And those action sequences, as good as they might be (I happened to think the initial one, involving what appeared to be the demolition of every road and vehicle in and around Moscow was quite excellent) nonetheless strain our ability to believe what we’re seeing could happen.

In action films, that’s the trick a director/actor/effects crew should be sensitive about.  Can the audience believe what they’re seeing might happen?  Even avoiding that question, the fact is that A Good Day to Die Hard winds up being so enthralled to those same action sequences that the characterization so beloved in the first few Die Hard films is almost completely missing.  This is easily the least “John McClane” film of the bunch.  Bruce Willis could be playing any “good guy” Bruce Willis-type character…he’s that invisible as a person within the context of the movie.

He’s not the only one.

We’re presented with McClane’s son and, to a far lesser extent, daughter in the movie, but both characters are just that, characters.  Jai Courtney, who was nicely menacing as one of the main baddies in Jack Reacher, switches to good guy mode here and isn’t all that bad…but neither is he all that great either.  The blame, as before, lies in the fact that this is a movie built around those all important action sequences.  Jack McClane’s character, therefore, is a stereotype:  The angry, abandoned son who, by the end of the film, grows to love the old man.

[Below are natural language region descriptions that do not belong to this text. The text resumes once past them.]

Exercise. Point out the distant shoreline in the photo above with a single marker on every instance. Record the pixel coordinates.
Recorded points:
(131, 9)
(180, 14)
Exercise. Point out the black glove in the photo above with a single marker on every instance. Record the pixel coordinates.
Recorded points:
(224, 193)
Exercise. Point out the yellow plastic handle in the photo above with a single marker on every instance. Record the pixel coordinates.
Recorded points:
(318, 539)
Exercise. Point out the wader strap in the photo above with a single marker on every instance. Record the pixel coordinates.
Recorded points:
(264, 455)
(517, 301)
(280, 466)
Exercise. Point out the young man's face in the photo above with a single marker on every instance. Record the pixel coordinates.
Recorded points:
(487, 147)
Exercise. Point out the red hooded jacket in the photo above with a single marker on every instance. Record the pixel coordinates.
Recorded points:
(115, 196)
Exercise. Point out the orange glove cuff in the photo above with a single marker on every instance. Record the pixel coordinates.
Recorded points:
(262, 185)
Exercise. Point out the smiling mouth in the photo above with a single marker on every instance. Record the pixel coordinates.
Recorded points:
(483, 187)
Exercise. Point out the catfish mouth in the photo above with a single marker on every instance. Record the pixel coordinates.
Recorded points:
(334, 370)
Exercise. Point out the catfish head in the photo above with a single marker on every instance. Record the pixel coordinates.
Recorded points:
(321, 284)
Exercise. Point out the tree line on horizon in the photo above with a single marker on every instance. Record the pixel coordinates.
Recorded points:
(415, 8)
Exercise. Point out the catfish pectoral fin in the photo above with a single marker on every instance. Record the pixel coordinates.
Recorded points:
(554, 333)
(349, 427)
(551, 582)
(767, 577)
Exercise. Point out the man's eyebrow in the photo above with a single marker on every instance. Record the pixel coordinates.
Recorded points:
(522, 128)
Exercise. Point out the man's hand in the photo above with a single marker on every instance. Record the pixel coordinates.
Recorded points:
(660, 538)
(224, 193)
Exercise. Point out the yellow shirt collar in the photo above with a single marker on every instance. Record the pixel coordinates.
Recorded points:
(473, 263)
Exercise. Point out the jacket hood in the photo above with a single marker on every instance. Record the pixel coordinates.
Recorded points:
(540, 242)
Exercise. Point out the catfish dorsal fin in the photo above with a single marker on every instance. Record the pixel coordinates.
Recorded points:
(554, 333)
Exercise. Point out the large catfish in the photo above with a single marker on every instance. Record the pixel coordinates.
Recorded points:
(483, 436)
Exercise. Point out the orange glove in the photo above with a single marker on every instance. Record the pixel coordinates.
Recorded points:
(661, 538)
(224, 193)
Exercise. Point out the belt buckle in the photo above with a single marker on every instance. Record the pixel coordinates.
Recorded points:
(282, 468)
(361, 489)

Dodging bullets, I guess, will do that to you.

Anyway, near the end of the film we are presented with an interesting switcheroo regarding the bad guy(s) and, I have to admit, I found it a clever switch indeed (Maybe by then I was desperate for anything other than action action action).  In fact, seeing that switcheroo made me wonder what the original screenplay for this film was like.  Could it possibly have been more character oriented?  Could more thought have been put into creating a suspenseful, less pedal-to-the-metal action fest?

Who knows.

We can only judge A Good Day to Die Hard for what it is:  An expensive and near non-stop action fest that features little in the way of character development.  Not the worst action film I’ve ever seen, mind you, but one that desperately could use an infusion of the smart-assed humanity we saw in the earlier appearances of one John McClane.